Americo Garcia Choque also sells typical Peruvian dishes, such as tamales made from corn dough wrapped in banana leaves or papa rellena, stuffed potatoes. He usually stands at Christmas markets or the Carnival of Cultures - and already has an idea of what he could bring to next year's Green Week: Chicha Blanca is made from quinoa and also tastes very refreshing.

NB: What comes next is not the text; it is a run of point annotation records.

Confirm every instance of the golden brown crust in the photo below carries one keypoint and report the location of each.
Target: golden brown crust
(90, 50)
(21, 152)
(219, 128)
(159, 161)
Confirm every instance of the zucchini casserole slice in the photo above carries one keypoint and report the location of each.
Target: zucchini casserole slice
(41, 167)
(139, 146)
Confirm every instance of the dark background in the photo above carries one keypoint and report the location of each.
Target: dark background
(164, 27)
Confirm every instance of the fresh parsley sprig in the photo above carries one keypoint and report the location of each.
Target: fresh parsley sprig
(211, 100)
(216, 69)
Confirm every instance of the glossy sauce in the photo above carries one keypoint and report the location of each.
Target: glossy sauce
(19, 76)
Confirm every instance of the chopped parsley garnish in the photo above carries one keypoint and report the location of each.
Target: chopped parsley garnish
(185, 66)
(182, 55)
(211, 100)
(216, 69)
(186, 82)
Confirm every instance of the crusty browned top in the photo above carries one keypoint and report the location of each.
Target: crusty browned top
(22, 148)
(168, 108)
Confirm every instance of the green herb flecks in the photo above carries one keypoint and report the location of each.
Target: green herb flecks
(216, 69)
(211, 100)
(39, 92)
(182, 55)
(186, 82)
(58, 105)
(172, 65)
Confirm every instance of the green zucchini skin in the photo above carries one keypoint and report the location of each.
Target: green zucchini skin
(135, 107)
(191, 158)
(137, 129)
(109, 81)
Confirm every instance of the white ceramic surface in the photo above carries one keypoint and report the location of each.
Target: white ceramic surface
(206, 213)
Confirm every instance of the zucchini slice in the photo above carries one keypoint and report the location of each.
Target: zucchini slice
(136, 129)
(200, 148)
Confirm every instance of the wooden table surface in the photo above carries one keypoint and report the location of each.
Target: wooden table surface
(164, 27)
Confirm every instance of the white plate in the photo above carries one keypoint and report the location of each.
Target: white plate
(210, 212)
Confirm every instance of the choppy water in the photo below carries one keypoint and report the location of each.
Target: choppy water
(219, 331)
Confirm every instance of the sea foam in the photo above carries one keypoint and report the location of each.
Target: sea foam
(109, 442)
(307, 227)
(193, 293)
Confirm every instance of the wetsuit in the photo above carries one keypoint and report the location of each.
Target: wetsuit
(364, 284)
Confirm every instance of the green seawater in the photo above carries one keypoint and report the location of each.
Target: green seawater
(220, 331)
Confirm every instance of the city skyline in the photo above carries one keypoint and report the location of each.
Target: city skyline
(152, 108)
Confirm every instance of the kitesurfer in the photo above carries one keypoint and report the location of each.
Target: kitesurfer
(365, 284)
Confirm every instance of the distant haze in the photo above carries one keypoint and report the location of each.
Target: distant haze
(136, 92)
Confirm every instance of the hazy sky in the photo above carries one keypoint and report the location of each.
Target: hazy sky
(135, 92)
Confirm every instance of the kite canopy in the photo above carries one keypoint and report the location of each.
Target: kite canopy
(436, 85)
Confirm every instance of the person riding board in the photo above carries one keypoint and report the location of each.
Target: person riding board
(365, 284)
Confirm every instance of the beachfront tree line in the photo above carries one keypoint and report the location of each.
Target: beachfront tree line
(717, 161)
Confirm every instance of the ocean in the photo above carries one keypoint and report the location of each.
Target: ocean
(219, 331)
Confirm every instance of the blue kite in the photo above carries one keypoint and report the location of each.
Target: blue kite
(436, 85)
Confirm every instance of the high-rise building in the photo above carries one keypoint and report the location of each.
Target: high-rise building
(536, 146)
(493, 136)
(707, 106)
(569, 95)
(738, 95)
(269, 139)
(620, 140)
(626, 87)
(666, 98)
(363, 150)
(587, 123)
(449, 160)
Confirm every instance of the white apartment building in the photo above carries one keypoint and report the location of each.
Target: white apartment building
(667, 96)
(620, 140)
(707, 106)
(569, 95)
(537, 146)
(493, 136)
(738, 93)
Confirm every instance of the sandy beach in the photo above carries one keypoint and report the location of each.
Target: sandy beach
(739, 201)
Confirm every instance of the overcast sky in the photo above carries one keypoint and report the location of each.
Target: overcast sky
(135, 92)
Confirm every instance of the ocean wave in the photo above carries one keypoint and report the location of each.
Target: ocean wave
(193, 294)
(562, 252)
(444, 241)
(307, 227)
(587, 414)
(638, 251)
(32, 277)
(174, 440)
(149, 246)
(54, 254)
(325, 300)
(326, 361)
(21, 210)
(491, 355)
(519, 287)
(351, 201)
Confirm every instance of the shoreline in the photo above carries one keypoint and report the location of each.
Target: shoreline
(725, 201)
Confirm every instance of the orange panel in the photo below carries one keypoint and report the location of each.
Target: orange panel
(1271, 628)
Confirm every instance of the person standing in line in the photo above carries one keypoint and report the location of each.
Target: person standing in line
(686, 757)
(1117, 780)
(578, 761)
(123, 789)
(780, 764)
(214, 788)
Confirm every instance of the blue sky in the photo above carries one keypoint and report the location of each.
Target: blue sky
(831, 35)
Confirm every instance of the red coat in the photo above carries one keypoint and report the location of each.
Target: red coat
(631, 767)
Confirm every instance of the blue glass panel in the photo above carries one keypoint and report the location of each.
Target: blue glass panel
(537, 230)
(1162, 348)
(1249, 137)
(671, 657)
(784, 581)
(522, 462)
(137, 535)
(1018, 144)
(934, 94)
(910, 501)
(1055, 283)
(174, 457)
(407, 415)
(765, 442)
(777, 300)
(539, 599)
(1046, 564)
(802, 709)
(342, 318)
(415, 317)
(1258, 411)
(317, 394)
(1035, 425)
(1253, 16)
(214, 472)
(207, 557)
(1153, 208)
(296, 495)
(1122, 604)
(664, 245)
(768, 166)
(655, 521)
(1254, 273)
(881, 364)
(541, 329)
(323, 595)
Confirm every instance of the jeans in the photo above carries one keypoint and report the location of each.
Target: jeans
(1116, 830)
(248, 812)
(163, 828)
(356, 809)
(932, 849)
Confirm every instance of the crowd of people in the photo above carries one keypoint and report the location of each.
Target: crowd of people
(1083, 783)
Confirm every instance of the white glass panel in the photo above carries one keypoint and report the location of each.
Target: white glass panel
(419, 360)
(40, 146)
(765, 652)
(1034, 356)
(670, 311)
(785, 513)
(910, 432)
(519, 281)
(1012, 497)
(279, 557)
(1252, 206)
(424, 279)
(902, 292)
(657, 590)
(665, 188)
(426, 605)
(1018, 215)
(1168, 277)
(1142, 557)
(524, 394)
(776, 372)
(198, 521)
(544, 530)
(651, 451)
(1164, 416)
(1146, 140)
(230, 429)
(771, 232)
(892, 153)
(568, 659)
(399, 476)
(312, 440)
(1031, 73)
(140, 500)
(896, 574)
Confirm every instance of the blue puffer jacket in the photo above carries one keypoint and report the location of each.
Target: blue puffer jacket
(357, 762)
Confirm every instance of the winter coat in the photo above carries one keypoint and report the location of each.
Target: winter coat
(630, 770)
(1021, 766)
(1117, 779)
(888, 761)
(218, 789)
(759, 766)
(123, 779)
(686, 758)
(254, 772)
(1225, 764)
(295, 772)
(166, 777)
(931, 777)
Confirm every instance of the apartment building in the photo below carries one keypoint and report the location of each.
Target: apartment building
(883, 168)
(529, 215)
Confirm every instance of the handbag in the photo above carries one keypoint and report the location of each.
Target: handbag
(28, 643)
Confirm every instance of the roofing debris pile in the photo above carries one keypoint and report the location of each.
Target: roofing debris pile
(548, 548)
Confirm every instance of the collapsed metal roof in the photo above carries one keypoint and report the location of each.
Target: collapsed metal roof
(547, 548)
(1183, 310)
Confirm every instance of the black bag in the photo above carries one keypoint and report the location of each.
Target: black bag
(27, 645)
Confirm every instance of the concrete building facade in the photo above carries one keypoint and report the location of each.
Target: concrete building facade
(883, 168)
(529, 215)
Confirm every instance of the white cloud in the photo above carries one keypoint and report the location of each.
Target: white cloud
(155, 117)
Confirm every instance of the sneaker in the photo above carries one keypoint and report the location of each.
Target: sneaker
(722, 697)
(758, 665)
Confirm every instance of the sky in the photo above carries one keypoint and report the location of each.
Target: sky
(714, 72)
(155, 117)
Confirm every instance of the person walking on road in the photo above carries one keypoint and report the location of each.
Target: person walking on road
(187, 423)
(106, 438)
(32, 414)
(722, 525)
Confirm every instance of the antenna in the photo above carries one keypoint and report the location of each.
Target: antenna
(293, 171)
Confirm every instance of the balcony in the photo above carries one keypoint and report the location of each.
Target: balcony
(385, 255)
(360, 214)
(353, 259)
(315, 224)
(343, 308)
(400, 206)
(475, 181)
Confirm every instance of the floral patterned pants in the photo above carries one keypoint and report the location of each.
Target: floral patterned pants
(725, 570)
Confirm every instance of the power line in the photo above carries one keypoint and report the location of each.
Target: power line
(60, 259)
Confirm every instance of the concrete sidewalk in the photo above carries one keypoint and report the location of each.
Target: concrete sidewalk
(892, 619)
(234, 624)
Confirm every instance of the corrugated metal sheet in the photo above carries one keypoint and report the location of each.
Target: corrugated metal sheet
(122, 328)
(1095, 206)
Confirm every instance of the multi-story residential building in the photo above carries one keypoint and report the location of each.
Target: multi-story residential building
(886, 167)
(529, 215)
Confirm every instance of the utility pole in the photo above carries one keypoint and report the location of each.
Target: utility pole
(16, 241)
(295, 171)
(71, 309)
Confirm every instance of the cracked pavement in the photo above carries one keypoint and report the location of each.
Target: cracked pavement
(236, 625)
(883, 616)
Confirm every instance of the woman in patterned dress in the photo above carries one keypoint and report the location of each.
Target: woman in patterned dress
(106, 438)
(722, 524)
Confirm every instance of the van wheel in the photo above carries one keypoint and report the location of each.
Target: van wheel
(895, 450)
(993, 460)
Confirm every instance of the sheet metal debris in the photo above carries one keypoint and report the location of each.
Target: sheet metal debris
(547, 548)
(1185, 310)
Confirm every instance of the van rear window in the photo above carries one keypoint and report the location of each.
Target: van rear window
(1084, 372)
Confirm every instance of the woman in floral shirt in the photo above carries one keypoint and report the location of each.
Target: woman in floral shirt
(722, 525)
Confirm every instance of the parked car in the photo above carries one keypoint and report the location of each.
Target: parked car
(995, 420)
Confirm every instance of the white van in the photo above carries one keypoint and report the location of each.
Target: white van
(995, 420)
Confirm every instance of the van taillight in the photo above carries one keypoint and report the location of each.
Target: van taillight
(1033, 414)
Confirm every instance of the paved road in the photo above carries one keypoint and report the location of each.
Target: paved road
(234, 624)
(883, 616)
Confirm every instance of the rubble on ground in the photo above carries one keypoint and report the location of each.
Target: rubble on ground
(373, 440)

If you want to enjoy Peruvian food outside of Grüne Woche, La Choza de la Anaconda here in Berlin is the place to go. The restaurant also exhibits at the Green Week. Manager Juana Ingunza can recommend the ceviche made from raw fish, coriander, onions and lemon, which will be freshly prepared by a chef at the fair. If you want to arm yourself against the cold of the Berlin winter, you can also equip yourself with alpaca woollens at her stand. The range extends from scarves to socks.